Imperturbable sous son chapeau de Texas Ranger, l’El Doom me fait l’effet d’un Johnny Hallyday scandinave : homme de show plutôt que de chant, avec une guitare comme accessoire plutôt que comme instrument. À en juger par l’extase du premier rang, le type est véritablement une légende parmi les cercles initiés, dont je ne peux pas prétendre faire partie. De là (et de la fatigue accumulée) la pensée pernicieuse que les Born Electric pourraient très bien, voire mieux,  s’en sortir sans El Doom en frontman

2h30 pétantes, la dernière note de guitare s’étiole et disparaît dans le néant. Fin du festival, retour à la tente sous cette p****n de clarté, dont le cerveau parviendra finalement à faire abstraction assez longtemps pour grappiller quelques heures de sommeil.

THERE AND BACK AGAIN

Au final, expérience très positive de ce petit musical dans le grand nord Européen. Aucun problème au niveau du voyage, de l’hébergement ou de la vie sur place à déplorer, un temps vraiment estival et des bons concerts à la pelle.
Petit regret personnel, ne pas avoir pu mettre en pratique les notions de norvégien développées dans les mois précédents le voyage (j’avais même acheté une méthode Assimil), car même s’il est assez facile de se faire comprendre, il est en revanche très ardu de comprendre la réponse de son interlocuteur (toujours cette histoire de dialecte). L’anglais offre une solution bien plus pratique au final, les norvégiens étant effectivement tous très bons dans la langue de Shakespeare.

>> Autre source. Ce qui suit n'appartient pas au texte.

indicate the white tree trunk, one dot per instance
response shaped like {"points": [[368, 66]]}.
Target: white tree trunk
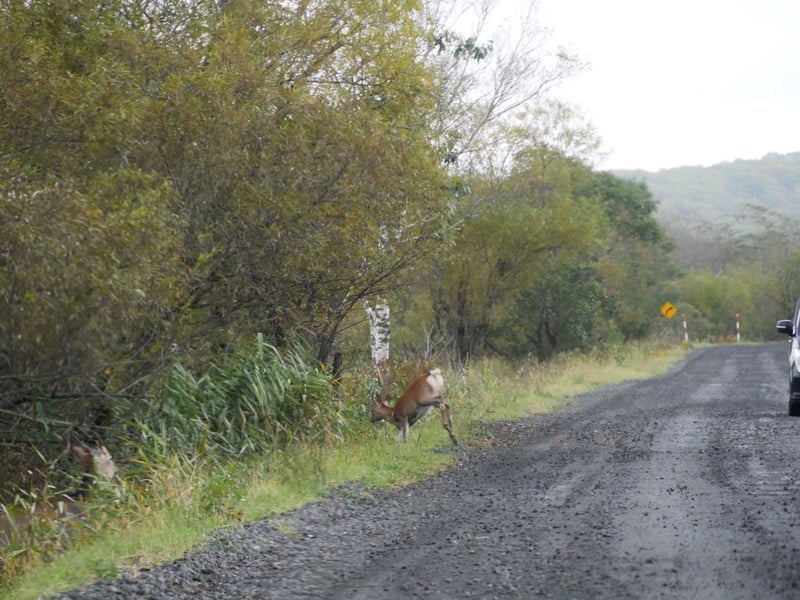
{"points": [[379, 332]]}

Evidemment, une telle escapade dans la périphérie européenne a un coût assez important (130 euros le pass 2 jours, 500 euros de transports…) sans compter que la Norvège est un pays riche, et donc un pays cher (mais si on s’en tient au SPAR local pour la nourriture et qu’on ne multiplie pas les extra, la différence avec la France reste faible). Les artistes programmés sont indéniablement bons, mais sauf coup de cœur ou coup de tête irrépressible, venir jusqu’à Steinkjer pour les voir jouer n’est pas ce qu’on pourrait appeler un choix rationnel. Pour ma part, je n’ai pas eu à regretter mon voyage, mais mon cas est certainement un peu extrême.
En résumé, on n’a pas raté sa vie de festivalier si on n’a pas fait au moins une fois le Steinkjerfestival, mais passer à côté si on a la possibilité de le faire « en extra » serait vraiment très dommage.